AI Statement

We recognize that AI raises serious questions around labor, creativity, energy consumption, ownership, and power. Many of those concerns are valid and deserve thoughtful scrutiny. Our interest lies in whether these technologies can be shaped to expand human agency and collective well-being rather than reinforce exploitative and extractive systems.

Mind Faux began as an exploration of media literacy, propaganda, and the forces that shape human perception. The project is not fundamentally about technology. Technology is one of the lenses through which we examine influence, agency, and human behavior. Through play, storytelling, simulation, and shared experiences, we encourage people to exercise cognitive agency and critical thinking as they navigate a world increasingly shaped by systems of influence amplified by these same technologies.

Our experiences are not designed to provide easy answers or comfortable certainty. We believe meaningful transformation often begins by confronting uncomfortable realities, not avoiding them.

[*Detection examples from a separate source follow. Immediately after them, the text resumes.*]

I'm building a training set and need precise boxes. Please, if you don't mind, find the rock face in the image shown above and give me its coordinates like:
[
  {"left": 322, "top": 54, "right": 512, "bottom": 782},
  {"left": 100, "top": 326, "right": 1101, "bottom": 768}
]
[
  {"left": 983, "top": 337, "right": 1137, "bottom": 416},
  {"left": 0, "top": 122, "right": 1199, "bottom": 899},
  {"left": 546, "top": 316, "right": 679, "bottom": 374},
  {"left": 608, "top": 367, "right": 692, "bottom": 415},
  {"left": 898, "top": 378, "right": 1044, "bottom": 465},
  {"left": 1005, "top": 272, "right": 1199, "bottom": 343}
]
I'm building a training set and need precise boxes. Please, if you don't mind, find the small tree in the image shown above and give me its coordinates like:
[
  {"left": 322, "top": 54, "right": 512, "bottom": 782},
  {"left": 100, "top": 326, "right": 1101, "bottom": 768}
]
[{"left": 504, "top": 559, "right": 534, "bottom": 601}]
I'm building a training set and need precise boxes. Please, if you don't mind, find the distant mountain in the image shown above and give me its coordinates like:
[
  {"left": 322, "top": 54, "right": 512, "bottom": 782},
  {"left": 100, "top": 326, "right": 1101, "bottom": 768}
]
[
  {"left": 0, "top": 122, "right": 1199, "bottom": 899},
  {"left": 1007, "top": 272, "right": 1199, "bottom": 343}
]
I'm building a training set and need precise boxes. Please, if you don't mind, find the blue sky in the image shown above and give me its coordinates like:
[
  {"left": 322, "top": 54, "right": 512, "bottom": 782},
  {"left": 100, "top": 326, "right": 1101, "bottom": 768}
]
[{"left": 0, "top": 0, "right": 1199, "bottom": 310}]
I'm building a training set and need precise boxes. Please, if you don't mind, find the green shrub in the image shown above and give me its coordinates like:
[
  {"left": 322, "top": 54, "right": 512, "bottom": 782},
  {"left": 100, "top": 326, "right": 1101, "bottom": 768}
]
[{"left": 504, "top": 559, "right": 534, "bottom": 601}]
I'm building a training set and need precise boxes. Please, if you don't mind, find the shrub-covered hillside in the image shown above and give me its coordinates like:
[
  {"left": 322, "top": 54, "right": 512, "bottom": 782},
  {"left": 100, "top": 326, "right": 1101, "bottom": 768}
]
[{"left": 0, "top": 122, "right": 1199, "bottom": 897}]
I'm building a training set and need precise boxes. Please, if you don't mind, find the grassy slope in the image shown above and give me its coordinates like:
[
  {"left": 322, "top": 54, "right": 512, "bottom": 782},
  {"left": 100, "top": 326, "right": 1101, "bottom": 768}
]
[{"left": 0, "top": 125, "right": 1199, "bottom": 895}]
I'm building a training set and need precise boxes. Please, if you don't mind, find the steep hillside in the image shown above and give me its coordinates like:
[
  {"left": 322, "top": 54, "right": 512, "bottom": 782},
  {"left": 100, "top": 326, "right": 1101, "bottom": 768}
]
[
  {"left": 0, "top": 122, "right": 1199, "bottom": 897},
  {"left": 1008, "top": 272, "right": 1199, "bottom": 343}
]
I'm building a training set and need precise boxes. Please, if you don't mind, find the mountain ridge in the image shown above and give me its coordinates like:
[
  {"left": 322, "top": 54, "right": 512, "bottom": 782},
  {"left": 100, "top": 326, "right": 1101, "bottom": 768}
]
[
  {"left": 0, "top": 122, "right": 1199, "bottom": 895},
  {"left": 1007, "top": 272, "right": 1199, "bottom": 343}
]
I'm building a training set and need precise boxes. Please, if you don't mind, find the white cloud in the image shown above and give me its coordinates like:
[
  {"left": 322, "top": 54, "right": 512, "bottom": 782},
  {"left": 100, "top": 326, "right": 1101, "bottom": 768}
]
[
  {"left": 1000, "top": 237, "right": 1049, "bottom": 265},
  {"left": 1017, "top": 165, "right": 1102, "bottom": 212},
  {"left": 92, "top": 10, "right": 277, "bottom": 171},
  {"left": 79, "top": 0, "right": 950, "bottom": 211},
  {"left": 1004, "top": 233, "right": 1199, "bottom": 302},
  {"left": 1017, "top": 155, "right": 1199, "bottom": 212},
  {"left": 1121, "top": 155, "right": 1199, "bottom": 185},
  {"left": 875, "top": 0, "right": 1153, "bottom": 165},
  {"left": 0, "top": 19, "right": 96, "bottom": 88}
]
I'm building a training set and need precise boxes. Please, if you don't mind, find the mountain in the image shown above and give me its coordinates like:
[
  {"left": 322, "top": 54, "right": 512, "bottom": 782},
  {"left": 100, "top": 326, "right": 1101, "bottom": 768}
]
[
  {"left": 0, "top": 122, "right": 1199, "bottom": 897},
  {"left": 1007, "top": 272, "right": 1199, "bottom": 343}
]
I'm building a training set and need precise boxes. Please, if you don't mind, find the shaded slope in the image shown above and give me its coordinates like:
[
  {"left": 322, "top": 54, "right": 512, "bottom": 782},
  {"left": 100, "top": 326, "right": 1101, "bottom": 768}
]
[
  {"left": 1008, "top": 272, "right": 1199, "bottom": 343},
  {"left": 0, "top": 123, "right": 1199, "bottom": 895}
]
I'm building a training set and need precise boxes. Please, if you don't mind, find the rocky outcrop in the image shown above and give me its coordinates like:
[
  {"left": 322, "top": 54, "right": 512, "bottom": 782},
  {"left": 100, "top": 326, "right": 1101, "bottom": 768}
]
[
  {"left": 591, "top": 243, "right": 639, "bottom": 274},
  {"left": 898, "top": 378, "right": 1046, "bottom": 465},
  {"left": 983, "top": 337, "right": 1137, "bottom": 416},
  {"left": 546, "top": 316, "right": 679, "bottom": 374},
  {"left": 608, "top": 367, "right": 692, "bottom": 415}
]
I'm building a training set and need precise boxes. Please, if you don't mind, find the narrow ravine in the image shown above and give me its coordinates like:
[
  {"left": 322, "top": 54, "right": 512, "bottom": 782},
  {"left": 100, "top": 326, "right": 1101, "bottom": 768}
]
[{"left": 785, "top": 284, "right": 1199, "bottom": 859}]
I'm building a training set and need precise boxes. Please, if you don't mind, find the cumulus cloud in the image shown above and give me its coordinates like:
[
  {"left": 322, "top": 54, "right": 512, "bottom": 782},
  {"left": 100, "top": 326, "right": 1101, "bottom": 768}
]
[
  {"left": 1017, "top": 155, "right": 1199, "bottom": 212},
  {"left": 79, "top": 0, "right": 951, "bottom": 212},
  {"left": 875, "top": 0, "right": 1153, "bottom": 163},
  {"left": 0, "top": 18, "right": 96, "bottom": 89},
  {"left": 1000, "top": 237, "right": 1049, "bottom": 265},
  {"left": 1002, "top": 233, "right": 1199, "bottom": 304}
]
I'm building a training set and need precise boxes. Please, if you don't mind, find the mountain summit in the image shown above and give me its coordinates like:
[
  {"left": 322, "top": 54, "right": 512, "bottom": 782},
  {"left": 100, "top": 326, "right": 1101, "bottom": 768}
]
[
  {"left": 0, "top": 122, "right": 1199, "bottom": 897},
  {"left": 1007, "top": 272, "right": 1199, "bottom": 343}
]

Many of AI's current applications do not reflect our values and, in some cases, may actively undermine them. The future will not be shaped not by technology alone, but by the values, incentives, and people behind it. We aim to create experiences that reconnect people with their primary operating systems: their minds, their bodies, and their relationships with one another. The ideas explored through Mind Faux are not dependent on AI, virtual reality, or screens. They are invitations to conversations that should exist regardless of the medium. If humans can so easily envision and enact dystopian uses of AI, perhaps we should spend more time imagining and building genuinely prosocial, environmentally conscious, and human-centered possibilities as well.